I nodded, then showed me where it was. And after that Ms. Disa informed Emmi's family by phone. Miss Disa was crying bitterly.


"You sure?" That sound. Amar put on a serious look at me. I replied with a nod while wiping away the tears.


"Yesterday instead of you running from Emmi out of fear you were bullied? Or maybe..."


"Don't-don't what?!" I shouted back to make the whole class towards me, including Miss Disa who immediately turned off her phone.


"You think I'm a killer?! I was really surprised Emmi was able to save me after all the actions she had done to me!" .


"Hey man! I'm not accusing you of being the girl's killer. I just thought there might be something weird going on".


Shut me up at that time. What did I do yesterday? Ill-favored. I'm sorry now. All my bad feelings are back. What if they find out? What if Emmi's family finds out? What if I become a criminal? What if the whole world hates me?


You're too young for criminal activity. Those words again. Always in the memory of my brain, always to keep remembered like a motto.


"That's it. Now the most important thing is that Emmi's body must be found immediately" Miss Disa defended me again, calming me down. Did I manage to influence them?


***


That afternoon was quite crowded. My name became quite famous everywhere. I saw Emmi's corpse which was already very bad. The rotten blood still enveloped.


My hoodie. Various reasons began to be made to cover everything. If maybe they make me a suspect, it doesn't seem a little difficult. If you think in each logic, it is clear that children of my age, especially women, are a little difficult to believe if I am the killer.
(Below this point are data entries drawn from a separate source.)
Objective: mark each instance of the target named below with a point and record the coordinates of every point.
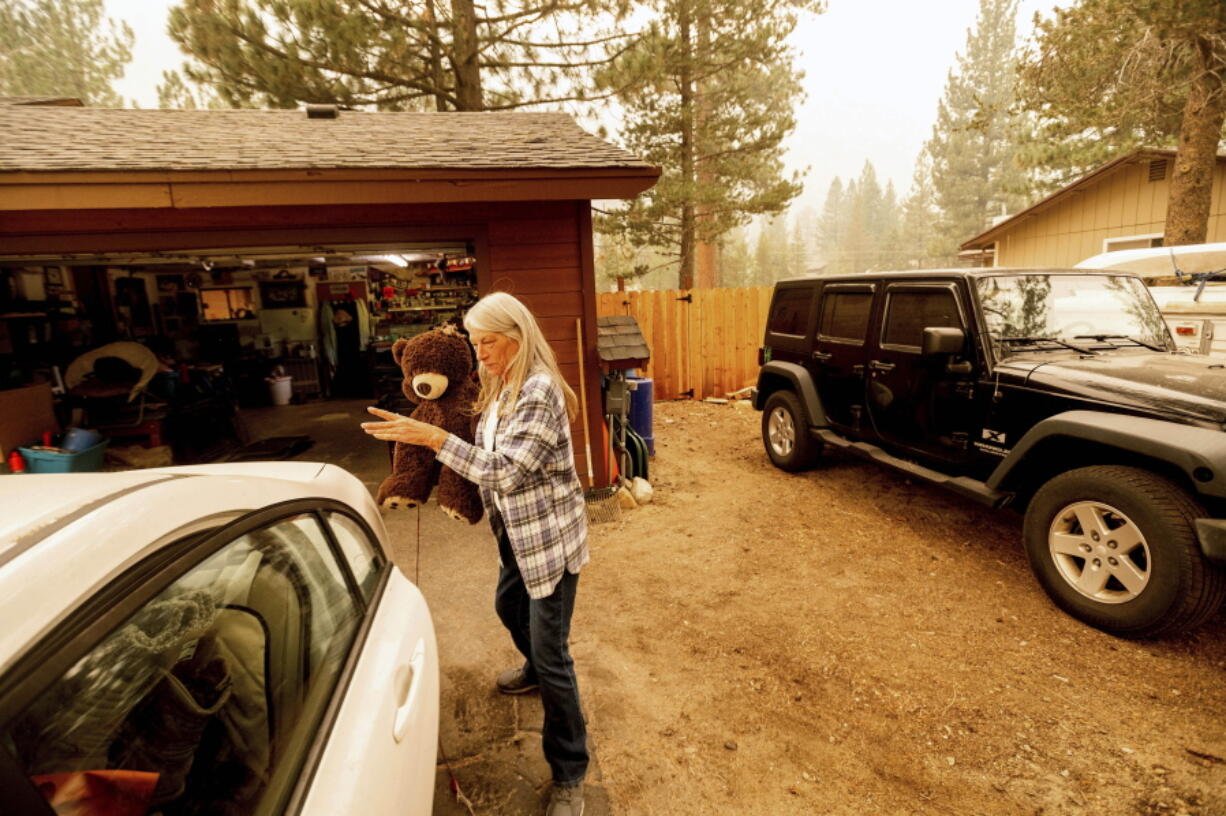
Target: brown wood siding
(544, 260)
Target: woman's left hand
(396, 428)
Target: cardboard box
(25, 414)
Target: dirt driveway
(833, 642)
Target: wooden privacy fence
(704, 342)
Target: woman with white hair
(522, 461)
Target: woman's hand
(402, 429)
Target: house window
(1132, 241)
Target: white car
(224, 638)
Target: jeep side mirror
(943, 340)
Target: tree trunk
(704, 255)
(464, 42)
(1195, 159)
(687, 93)
(440, 101)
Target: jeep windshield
(1035, 311)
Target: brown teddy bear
(438, 377)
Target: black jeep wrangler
(1057, 392)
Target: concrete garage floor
(492, 740)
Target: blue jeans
(541, 629)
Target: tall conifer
(709, 96)
(972, 148)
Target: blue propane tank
(640, 409)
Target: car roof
(64, 537)
(969, 273)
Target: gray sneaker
(567, 800)
(515, 681)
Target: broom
(602, 505)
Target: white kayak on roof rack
(1194, 313)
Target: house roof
(52, 139)
(69, 102)
(1145, 153)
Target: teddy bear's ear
(397, 349)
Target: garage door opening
(232, 328)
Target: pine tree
(974, 141)
(709, 96)
(456, 55)
(830, 226)
(736, 266)
(61, 48)
(917, 246)
(797, 253)
(1104, 77)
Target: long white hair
(503, 314)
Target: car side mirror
(943, 340)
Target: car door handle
(407, 684)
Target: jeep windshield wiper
(1104, 338)
(1035, 341)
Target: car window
(845, 315)
(359, 551)
(910, 313)
(205, 700)
(790, 311)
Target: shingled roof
(618, 340)
(49, 139)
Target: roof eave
(184, 189)
(993, 232)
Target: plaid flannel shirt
(532, 471)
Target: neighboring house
(1121, 205)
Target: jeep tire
(786, 433)
(1116, 548)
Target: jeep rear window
(845, 315)
(910, 313)
(790, 311)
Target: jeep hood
(1188, 385)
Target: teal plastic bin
(86, 461)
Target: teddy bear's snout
(429, 386)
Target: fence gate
(704, 342)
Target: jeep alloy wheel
(785, 433)
(1100, 551)
(1116, 547)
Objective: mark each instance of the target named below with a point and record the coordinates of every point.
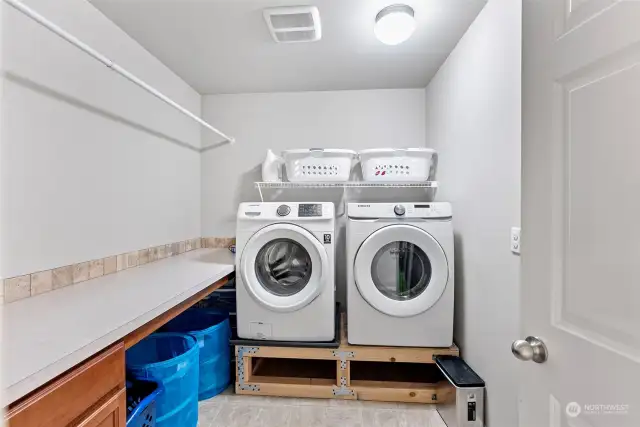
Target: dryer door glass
(283, 267)
(401, 270)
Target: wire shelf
(348, 184)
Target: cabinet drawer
(113, 413)
(68, 397)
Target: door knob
(531, 348)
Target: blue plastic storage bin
(172, 361)
(141, 402)
(212, 330)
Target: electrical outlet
(515, 240)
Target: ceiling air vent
(294, 24)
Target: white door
(401, 270)
(581, 212)
(284, 267)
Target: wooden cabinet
(90, 395)
(111, 414)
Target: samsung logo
(396, 251)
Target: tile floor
(230, 410)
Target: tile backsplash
(17, 288)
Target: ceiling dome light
(395, 24)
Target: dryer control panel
(427, 210)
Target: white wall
(280, 121)
(473, 119)
(91, 165)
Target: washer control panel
(283, 210)
(309, 209)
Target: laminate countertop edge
(44, 336)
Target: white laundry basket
(398, 164)
(318, 164)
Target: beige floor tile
(207, 414)
(384, 418)
(361, 404)
(346, 417)
(308, 416)
(273, 416)
(236, 416)
(242, 399)
(422, 418)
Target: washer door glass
(401, 270)
(283, 267)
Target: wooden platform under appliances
(391, 374)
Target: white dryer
(285, 275)
(400, 274)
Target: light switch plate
(515, 240)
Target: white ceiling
(224, 46)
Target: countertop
(46, 335)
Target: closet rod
(18, 5)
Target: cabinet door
(112, 413)
(71, 396)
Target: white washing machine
(285, 274)
(400, 274)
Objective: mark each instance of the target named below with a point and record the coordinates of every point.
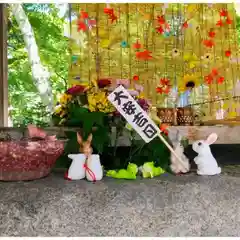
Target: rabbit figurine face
(85, 147)
(206, 163)
(202, 146)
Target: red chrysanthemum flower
(104, 82)
(76, 90)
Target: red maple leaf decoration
(185, 25)
(164, 86)
(219, 23)
(165, 82)
(135, 78)
(84, 14)
(108, 11)
(163, 128)
(159, 90)
(228, 53)
(160, 29)
(214, 72)
(81, 26)
(137, 45)
(220, 80)
(145, 55)
(161, 19)
(208, 79)
(113, 18)
(208, 43)
(211, 34)
(223, 13)
(228, 21)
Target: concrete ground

The body was later autopsied. The crying of Emmi's family accompanied her death. I'm still lucky, because there's no cctv and no witnesses in this place.


"There are about 30 punctures on this child's body. The temple was probably cut by the perpetrator. And we didn't find any evidence" a police officer spoke to reporters after the autopsy was completed.


This place is really crowded.


"I'm still looking for him today. It is suspected the victim saved his schoolmate and the perpetrator killed the victim with the initials E" the police said. The question and answer session was quite long. Lots of questions asked by some journalists who swarmed the scene of the crime.


I was down at that moment too. You're too young for criminal activity. I think the girl has a point. Is this what Jean (the main character in my favorite novel, Dead in my room) killed after being betrayed? It made me gobsmack, what I did, some of those stabs I was inspired by Jean. Could the novel be cursed? No, that's impossible. Or logically only. Maybe it's because I read the horror genre and being a horror movie follower makes me feel like a psychopath. Ill-favored.